Le repas se poursuivait depuis assez longtemps lorsque M. Rastel se rappela la confidence interrompue. Ce fut au flegme parfait de l’intéressé qu’il laissa tomber ces paroles :

— Édouard vous a-t-il dit qu’il m’avait remis sa chambre ?

Les ustensiles s’échappèrent des mains molles de Raymonde ; ses yeux chavirèrent, dans leur orbite et c’est d’une voix effrayante d’altération qu’elle murmura :

— Vous vous en allez, Édouard ?…

Il fut satisfait. Cette minute, il l’attendait et il la savoura sans un sursaut de sa sensibilité.

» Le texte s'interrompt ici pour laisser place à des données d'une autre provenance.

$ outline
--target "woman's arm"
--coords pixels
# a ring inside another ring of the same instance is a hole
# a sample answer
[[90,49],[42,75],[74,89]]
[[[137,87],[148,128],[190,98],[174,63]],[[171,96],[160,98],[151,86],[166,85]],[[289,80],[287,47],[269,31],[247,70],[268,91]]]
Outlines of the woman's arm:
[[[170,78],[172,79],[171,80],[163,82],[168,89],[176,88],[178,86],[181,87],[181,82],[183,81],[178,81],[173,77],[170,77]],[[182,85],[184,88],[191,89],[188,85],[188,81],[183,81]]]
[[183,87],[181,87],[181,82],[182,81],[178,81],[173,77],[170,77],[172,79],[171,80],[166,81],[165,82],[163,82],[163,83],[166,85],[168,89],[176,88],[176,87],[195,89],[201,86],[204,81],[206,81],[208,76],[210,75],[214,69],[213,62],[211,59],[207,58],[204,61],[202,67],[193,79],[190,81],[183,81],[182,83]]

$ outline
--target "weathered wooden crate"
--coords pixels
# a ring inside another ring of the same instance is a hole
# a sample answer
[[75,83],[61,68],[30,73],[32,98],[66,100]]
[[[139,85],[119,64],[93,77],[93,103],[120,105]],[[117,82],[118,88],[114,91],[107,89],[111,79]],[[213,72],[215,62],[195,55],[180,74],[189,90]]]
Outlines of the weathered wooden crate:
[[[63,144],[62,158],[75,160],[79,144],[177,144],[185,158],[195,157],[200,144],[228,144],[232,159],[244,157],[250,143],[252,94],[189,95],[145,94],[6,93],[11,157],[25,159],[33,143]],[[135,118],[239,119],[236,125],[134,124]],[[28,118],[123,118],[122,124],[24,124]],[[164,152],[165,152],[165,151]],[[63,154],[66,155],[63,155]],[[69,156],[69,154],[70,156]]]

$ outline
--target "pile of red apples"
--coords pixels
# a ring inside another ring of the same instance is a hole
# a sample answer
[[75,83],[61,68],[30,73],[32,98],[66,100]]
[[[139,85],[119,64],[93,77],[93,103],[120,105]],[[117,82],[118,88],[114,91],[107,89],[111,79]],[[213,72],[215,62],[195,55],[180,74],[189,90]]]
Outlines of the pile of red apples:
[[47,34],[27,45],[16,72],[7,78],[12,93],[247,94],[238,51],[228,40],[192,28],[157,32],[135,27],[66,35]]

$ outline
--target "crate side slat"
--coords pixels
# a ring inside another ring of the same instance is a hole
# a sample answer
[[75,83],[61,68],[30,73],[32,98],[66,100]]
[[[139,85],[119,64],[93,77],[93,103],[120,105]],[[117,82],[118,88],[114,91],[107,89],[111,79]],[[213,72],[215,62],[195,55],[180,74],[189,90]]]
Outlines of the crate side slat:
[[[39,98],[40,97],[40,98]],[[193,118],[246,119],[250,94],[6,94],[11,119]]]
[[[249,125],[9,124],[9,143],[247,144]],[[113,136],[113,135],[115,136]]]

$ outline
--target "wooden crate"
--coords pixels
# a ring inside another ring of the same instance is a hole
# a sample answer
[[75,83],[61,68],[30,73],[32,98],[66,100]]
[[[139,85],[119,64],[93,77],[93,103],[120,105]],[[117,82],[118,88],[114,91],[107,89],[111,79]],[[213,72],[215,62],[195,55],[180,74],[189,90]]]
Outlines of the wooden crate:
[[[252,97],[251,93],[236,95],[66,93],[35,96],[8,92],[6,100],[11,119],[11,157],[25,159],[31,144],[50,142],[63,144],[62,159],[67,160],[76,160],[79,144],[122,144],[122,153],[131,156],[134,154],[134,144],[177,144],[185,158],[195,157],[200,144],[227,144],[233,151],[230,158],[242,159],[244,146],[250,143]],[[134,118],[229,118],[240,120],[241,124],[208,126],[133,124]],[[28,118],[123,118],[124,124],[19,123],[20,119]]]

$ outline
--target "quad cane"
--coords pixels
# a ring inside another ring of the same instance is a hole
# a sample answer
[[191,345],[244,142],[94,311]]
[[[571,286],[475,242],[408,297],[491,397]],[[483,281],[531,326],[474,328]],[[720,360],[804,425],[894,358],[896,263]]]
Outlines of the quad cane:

Raymonde lui devait cela pour son humiliante pitié du jour de la lettre, pour les années de servage, pour Paule… Quand elle aura beaucoup souffert par lui qui sait ?… Maintenant que Paule n’est plus là pour lui porter ombrage, et même à cause de Paule, peut-être lui deviendra-t-elle chère ?…

Il répondit :

— Le vagabondage et moi, nous sommes de vieilles connaissances et dès là que mon frère a fini ses études, rien ne m’oblige plus d’habiter le quartier. Jean-Louis, ajouta-t-il, est même fiancé ; il me quittera forcément, un jour ou l’autre…

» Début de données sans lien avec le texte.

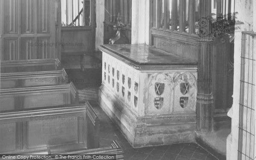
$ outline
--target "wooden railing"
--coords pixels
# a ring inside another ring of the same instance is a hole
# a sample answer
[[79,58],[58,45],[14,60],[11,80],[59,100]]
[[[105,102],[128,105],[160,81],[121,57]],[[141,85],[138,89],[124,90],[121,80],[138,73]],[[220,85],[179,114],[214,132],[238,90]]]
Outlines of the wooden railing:
[[56,70],[60,62],[57,59],[40,59],[1,61],[1,73],[38,72]]
[[65,70],[49,71],[5,73],[0,74],[0,88],[54,85],[68,82]]
[[0,111],[78,104],[78,92],[73,83],[1,89]]
[[[99,119],[87,102],[0,112],[0,143],[6,145],[0,146],[0,153],[30,153],[50,148],[58,153],[98,148],[99,125]],[[88,125],[91,127],[86,127]]]

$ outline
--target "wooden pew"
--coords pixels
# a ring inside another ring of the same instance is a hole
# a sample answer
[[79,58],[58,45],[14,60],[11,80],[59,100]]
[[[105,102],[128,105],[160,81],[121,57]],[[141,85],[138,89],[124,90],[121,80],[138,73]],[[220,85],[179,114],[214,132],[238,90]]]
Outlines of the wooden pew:
[[71,82],[60,85],[0,90],[0,111],[78,104],[78,92]]
[[87,102],[2,111],[0,154],[40,153],[50,148],[63,153],[64,145],[67,151],[96,148],[99,129],[99,118]]
[[1,89],[59,85],[68,81],[65,70],[5,73],[0,74]]
[[[49,148],[51,154],[53,154],[51,155],[52,159],[53,160],[57,160],[55,158],[55,155],[57,154],[60,154],[64,156],[68,155],[72,155],[78,157],[79,155],[88,155],[88,154],[105,154],[105,155],[115,155],[116,160],[124,160],[124,151],[121,147],[120,145],[116,141],[113,141],[111,144],[111,146],[108,147],[98,148],[96,148],[86,149],[73,149],[71,151],[66,150],[63,152],[55,152],[54,151]],[[81,159],[83,160],[84,159]],[[90,160],[90,159],[86,159],[87,160]],[[91,159],[93,160],[93,159]],[[74,160],[79,160],[79,159],[74,159]],[[80,160],[81,160],[81,159]]]
[[56,70],[60,67],[57,59],[1,61],[1,73]]

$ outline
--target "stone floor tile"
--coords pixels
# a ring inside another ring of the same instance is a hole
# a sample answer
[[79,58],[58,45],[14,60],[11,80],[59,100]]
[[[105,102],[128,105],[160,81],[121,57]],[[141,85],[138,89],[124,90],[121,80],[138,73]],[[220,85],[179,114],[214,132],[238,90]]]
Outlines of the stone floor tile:
[[161,151],[154,149],[151,151],[151,152],[150,152],[149,154],[160,158],[163,155],[163,154],[164,154],[165,152],[165,151]]
[[194,153],[194,151],[183,149],[179,154],[188,158],[191,158]]
[[207,156],[207,154],[202,154],[199,153],[195,153],[192,156],[192,158],[199,160],[204,160]]

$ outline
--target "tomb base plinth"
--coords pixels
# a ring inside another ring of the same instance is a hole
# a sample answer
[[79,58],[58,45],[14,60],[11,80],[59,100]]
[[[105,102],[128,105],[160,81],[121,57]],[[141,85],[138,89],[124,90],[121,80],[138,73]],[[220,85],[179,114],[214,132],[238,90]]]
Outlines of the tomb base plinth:
[[99,49],[100,105],[134,147],[194,141],[196,62],[144,44]]

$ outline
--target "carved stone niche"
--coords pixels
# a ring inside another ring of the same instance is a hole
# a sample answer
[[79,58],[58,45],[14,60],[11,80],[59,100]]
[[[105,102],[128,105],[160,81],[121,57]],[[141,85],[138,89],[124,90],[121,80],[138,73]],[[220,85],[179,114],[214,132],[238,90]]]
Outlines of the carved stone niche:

Raymonde avait repris son maintien digne et elle remuait en elle de profondes réflexions : elle songeait à cette décisive influence qu’avait exercé sur son entourage, partant où elle avait passé, cette petite Paule si calme et discrète. Pour sa part, Raymonde attribuerait aussi bien la transformation de Jean-Louis aux mérites de l’angélique enfant qu’aux prières d’Élisabeth ; il lui doit, en tous cas, sa fiancée et il est très permis de supposer que Louisette, élevée à l’école du devoir, exercera sur son mari l’ascendance la plus heureuse.

Aussi, répondant au mot de son cousin : « Le vagabondage et moi »… elle dit :

— Vous serez seul, Édouard, à ne pas changer…

Saisit-il sous la phrase vague, la pensée entière ? Quoi qu’il en fût, il ne répondit point ; mais il cacha davantage ses yeux et, d’un geste coutumier, rabattit sur ses lèvres sa moustache rousse.